If you were to measure the “engagement” of the Apple store, what would it look like? You’d have metrics for entries, metrics for exits, and metrics for conversion rates. If you had particularly good eyesight, you might even be able to tell how many products people looked at, what those products were, how long they played with them, whether they talked to a salesperson, and infer whether that “touchy-feely” experience influenced (or was indicative of) purchase potential. If someone was passing out bright orange flyers at the entrance of the mall, you could also see how successful that was at driving traffic to the store (they’d be carrying them). And if you were to come up with a set of metrics to outline, “Apple Store Performance,” it would probably look like this:
Store Use:
- Entries
- Entries with flyers
- Time in store
Interactions:
- iPod views, duration
- Laptop views, duration
- Desktop views, duration
- % Talked to salesperson, duration
Conversion:
- iPod sales
- Laptop sales
- Desktop sales
- Exits
So you get it – we have a bunch of simple metrics that we can start to tie together. Were people with orange flyers more likely to buy? Were people who talked to a salesperson longer than 4 minutes more likely to buy? Were people that used the iPod for longer than 1 minute more likely to buy? You get it. What we’re trying to figure out is what’s happening in the middle, because we know that the middle determines whether people walk out with armfulls of shareholder value.
We also know that handing out those flyers is getting more people in the top of the funnel, which, if we can preserve conversion rates, means more buyers coming out of the bottom of the funnel. We may even choose to have salespeople treat orange flyer holders differently.
So let’s start translating:
- Entries = Visits
- Flyers = Paid Search, Natural Search, Display, Email campaigns
- Views, durations = Page Views, Product Views, “engagement” (whatever that means)
- Sales = Conversions
So my question is this: once we do this translation, are we still looking at what happens in the middle? Or more importantly, are we still doing something about what we’re seeing in the middle? The answer is usually no.
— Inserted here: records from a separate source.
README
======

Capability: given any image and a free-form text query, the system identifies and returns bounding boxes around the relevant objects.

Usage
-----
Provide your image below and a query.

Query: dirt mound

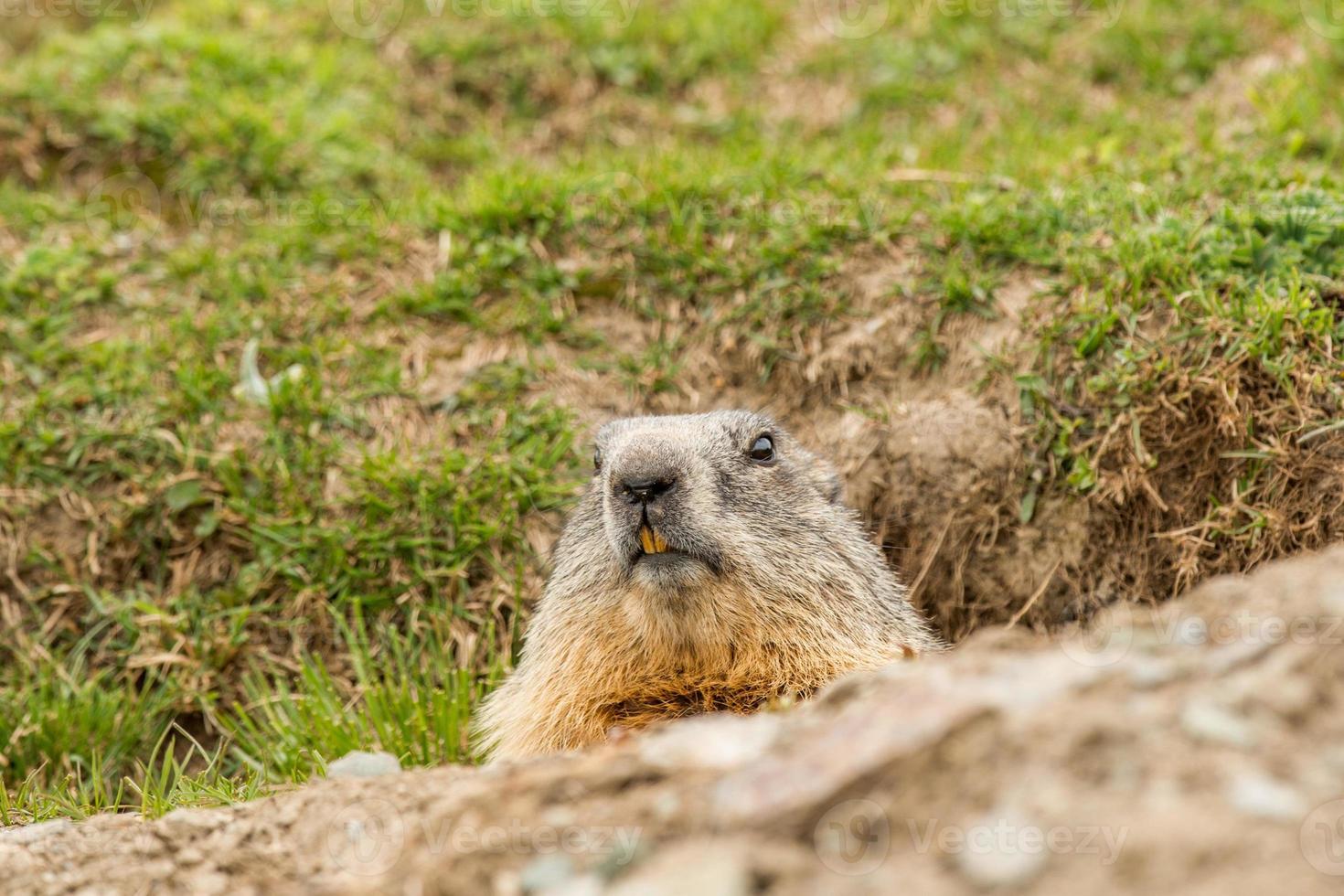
[0,549,1344,893]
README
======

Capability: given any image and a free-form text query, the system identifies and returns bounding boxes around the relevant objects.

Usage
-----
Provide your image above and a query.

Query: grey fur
[480,411,941,758]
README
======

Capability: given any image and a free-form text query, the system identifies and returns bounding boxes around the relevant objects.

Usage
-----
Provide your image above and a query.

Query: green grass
[0,0,1344,824]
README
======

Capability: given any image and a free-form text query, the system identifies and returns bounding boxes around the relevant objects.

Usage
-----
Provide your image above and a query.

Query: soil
[0,548,1344,895]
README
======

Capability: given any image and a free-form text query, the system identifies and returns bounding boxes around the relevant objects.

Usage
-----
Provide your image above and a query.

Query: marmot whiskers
[478,411,941,759]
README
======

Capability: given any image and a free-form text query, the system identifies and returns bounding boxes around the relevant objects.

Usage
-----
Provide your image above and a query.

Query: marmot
[477,411,942,759]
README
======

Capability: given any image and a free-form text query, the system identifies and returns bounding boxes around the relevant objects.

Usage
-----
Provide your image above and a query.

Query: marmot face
[584,411,840,601]
[477,411,940,759]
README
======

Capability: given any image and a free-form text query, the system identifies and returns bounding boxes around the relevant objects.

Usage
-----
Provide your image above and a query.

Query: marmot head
[478,411,938,758]
[586,411,843,598]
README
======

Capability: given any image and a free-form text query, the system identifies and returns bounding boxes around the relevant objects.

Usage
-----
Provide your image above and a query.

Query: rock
[610,839,752,896]
[326,750,402,779]
[955,810,1047,888]
[518,854,574,893]
[640,715,780,771]
[1180,698,1256,748]
[0,818,74,847]
[1227,773,1310,822]
[0,549,1344,896]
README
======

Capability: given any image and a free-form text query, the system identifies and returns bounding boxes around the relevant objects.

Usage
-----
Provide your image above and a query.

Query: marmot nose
[621,477,676,504]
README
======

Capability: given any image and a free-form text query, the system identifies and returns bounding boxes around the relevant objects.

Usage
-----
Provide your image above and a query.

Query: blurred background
[0,0,1344,825]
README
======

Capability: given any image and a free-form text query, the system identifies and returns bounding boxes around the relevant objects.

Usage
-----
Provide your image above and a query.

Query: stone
[326,750,402,781]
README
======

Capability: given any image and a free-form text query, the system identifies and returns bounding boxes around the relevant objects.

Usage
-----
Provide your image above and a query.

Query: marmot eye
[747,435,774,464]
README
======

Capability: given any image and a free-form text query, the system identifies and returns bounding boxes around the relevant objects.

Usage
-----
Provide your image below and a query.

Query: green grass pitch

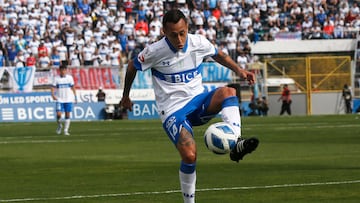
[0,115,360,203]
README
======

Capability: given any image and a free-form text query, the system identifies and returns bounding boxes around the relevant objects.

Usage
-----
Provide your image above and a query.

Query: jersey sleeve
[195,35,217,57]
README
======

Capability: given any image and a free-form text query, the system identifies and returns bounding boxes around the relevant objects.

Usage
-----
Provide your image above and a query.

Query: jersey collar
[165,36,189,53]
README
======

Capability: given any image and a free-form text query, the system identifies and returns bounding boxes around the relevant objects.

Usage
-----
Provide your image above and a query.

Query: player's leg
[207,87,241,137]
[176,128,196,203]
[207,87,259,162]
[64,103,72,135]
[163,113,196,203]
[55,102,63,135]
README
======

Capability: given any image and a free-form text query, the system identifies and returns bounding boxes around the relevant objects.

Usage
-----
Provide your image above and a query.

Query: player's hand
[119,97,134,111]
[243,71,255,85]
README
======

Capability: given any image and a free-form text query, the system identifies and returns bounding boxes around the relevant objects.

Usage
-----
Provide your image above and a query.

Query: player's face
[164,19,188,50]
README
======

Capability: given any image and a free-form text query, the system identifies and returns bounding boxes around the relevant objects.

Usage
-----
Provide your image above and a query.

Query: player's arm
[120,60,137,111]
[51,86,57,100]
[212,50,255,84]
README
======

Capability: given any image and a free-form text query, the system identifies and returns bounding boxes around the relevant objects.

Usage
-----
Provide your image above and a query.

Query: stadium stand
[0,0,360,75]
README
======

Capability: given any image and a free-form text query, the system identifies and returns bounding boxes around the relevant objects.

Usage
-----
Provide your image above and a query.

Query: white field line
[0,140,85,145]
[0,180,360,202]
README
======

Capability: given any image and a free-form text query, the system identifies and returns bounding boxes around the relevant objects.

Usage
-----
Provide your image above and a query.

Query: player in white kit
[51,65,76,135]
[120,10,259,203]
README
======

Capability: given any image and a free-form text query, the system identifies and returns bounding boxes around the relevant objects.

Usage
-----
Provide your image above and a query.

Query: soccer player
[120,10,259,203]
[51,65,77,135]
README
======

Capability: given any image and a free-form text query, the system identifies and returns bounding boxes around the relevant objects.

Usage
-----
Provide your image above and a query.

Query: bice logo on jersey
[138,54,145,63]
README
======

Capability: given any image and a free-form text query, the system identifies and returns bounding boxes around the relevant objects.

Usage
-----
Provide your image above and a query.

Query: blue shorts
[163,89,217,145]
[56,102,73,112]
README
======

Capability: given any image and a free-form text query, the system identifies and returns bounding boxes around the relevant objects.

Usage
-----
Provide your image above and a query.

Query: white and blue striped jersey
[53,75,75,103]
[134,34,217,121]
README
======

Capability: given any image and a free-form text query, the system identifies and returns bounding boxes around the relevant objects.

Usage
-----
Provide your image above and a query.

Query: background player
[51,65,77,135]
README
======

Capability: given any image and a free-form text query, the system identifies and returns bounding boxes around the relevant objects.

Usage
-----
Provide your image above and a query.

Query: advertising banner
[123,62,232,89]
[4,66,36,92]
[52,67,121,90]
[0,92,105,122]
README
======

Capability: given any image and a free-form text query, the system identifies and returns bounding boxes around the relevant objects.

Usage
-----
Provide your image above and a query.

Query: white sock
[221,106,241,137]
[179,171,196,203]
[64,118,70,132]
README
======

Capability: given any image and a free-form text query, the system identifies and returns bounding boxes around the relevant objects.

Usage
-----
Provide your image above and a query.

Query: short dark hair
[60,64,67,69]
[163,9,187,27]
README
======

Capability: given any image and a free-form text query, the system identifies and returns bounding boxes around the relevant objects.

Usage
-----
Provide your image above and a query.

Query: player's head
[163,10,188,50]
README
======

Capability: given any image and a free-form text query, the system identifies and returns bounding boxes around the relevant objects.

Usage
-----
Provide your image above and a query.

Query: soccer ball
[204,122,238,154]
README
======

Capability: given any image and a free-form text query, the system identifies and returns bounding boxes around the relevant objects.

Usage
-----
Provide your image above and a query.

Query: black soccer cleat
[230,137,259,162]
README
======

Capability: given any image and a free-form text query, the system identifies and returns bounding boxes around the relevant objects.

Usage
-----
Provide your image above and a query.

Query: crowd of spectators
[0,0,360,69]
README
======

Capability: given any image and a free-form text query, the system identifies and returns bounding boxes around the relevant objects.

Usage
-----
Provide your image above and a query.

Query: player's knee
[182,151,196,163]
In a retail store, the employees polish the iPods, train employees how to better talk to customers, and physically re-arrange the store in an effort to make the middle more effective. Online, we watch, objectively, as if we are a third party being. We measure. We say that the orange pamphlets aren’t working because they’re not walking out with bags, but we didn’t notice that the salesperson assigned to talk to the orange pamphlet holders has huge pit stans and smells like Taco Bell. We’re seeing that he’s talking to people for over 3.5 minutes, the magic number that increases conversion rate, but we’re not seeing that for the first minute, he’s talking about how hung over he is. We’re boiling qualitative things into quantitative metrics in an effort to understand what works, and we’re missing the whole point: we’re getting this information to change it, not just to know it.
In the store, this guy’s hygiene is obvious. Online, we might not realize the qualitative aspects of a landing page make a keyword with a high click-through-rate a repulsive experience when the same page does great for another keyword. What I’m talking about is especially true for your marketing efforts – paid search, SEO, display, email, social, etc. If you’re not thinking of the middle (judging a media by its endpoints, cost and return), you’re not learning anything. Your lowest performing media could be your best performing media if you changed a few things. But to know what to change, you have to be looking at the middle.
When Avinash talks about the 90/10 rule, I believe this is where he’s going with it. We’ve created huge, sophisticaed tools that can tell us wonderful things in the language of numbers, but we need people looking at why, telling the stories, understanding what can be done in the middle to get more bags out the door.